The set is spare, with a wooden thrust stage, a desk and chair, a cot, and a long looming flight of stairs leading up into the rigging. Characters emerge from all levels—from the stairs, from a hole in the floor, and from a closet-like structure that serves as a front door—making an otherwise static production dynamic. The action is continuous, with no scene breaks, and unlike the novel, time is a bit fluid here.

It begins with Porfiry’s first interrogation of Raskolnikov and doubles back to the murder and other incidents as Raskolnikov relates them. When the action switches from his relation of a thing to the thing itself, the lighting changes accordingly. And when it comes back to a scene after such an interlude, the characters often repeat the lines they last spoke, as if to situate us once more in time. It’s an effective and lively presentation, heightened by the lighting—a harsh floodlight when Raskolnikov is with the detective, a moodier yellow when he is home—and music so minimal and quiet it seems to come from another room. The set is used to greatest effect during the actual murder: Raskolnikov raises his ax, a bell tolls loudly, and a flash of light illuminates an entirely new portion of the set at the back of the stage, an area previously in darkness. It’s a vivid, shocking scene, like something out of Raskolnikov’s own troubled conscience.

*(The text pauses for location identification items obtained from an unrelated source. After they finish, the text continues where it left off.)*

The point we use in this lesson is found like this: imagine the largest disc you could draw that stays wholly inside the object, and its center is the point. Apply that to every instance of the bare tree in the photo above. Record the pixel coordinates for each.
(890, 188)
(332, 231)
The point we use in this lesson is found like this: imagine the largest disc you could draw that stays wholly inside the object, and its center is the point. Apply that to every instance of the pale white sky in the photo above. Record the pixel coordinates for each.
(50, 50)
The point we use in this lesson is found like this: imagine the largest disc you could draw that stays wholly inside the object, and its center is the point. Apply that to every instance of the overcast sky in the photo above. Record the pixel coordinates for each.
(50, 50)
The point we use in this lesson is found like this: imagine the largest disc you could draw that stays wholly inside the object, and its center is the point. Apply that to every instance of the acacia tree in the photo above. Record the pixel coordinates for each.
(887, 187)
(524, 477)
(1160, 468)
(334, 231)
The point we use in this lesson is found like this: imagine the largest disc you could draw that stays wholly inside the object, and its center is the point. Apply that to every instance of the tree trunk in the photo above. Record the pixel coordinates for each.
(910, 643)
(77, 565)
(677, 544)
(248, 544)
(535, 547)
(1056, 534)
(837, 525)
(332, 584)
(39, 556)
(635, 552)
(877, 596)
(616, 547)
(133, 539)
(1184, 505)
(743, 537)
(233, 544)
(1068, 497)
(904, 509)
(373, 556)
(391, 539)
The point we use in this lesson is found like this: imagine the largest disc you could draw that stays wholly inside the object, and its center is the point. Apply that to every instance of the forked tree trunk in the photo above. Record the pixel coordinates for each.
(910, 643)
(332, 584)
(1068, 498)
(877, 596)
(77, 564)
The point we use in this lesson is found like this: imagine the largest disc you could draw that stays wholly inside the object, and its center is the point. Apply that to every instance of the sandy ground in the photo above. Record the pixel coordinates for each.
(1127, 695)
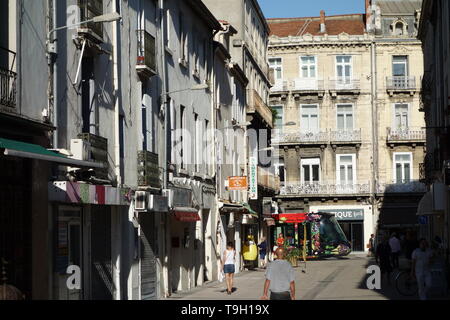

Center Stage’s Crime and Punishment is necessarily a sort of shorthand for Dostoevksy’s meticulous portrayal of the steps that lead a man of ideals to murder, and the psychological torture that follows. The characters in the play don’t have the depth and believability of those in the book, and the absence of supporting characters—some of whom influence Raskolnikov’s actions in the novel—make it harder to follow his twisted line of reasoning. But judged on its own merits, the production draws the viewer in, provoking and disturbing in equal measure. And for a tale like this one, that is high praise.